Die Tatsache, dass der Martensmann-Brauch durch die Konvention von 1817 aufgehoben wurde, weist darauf hin, dass es sich um einen der Stadt Lübeck wenig angenehmen, ritualisierten Hoheitsakt handelte, dessen historische Quelle und berechtigtes Fortbestehen zweifelhaft war. Das volkstümliche Spektakel diente lediglich der Verbrämung eines Politikums, das die Lübecker als Beweis ihrer "nachbarlichen Freundschaft", die Schweriner hingegen als "Verpflichtung von altersher" verstanden wissen wollten. So verwundert es nicht, wenn heute sowohl Lübecker wie Schweriner Historiker davon abraten, den Brauch in altem historischen Gewand wieder auferstehen zu lassen.
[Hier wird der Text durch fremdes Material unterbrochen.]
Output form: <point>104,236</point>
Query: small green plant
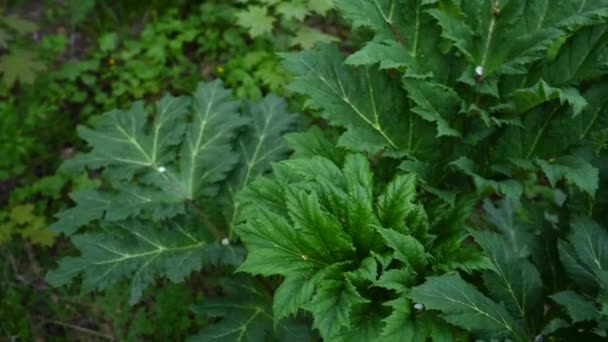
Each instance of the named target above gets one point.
<point>263,17</point>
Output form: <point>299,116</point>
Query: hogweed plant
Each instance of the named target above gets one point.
<point>462,199</point>
<point>477,100</point>
<point>168,202</point>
Die Idee dazu entstand wohl eher in den Reihen der Mecklenburgischen Landsmannschaft und unter Förderung der Ratzeburger "Stiftung Mecklenburg", die offene Ohren bei schleswig-holsteinischen Politikern fanden, denen an einem schnellen Zusammenwachsen von alten und neuen Bundesländer gelegen ist, und die sich von der Wiederbelebung alter Traditionen eine raschere "Identitätsfindung" in den neuen Bundesländern erhoffen. Dagegen wird von hiesiger Seite allem Anschein nach eine Variante favorisiert, die den Brauch lediglich als Anlass und Datum genommen sehen will, um die wünschenswerte politische und kulturelle Kooperation vom Veranstaltungscharakter her sowohl äußerlich als auch inhaltlich neu zu gestalten und auf jedes "zweifelhafte, historisierende Brimborium" zu verzichten.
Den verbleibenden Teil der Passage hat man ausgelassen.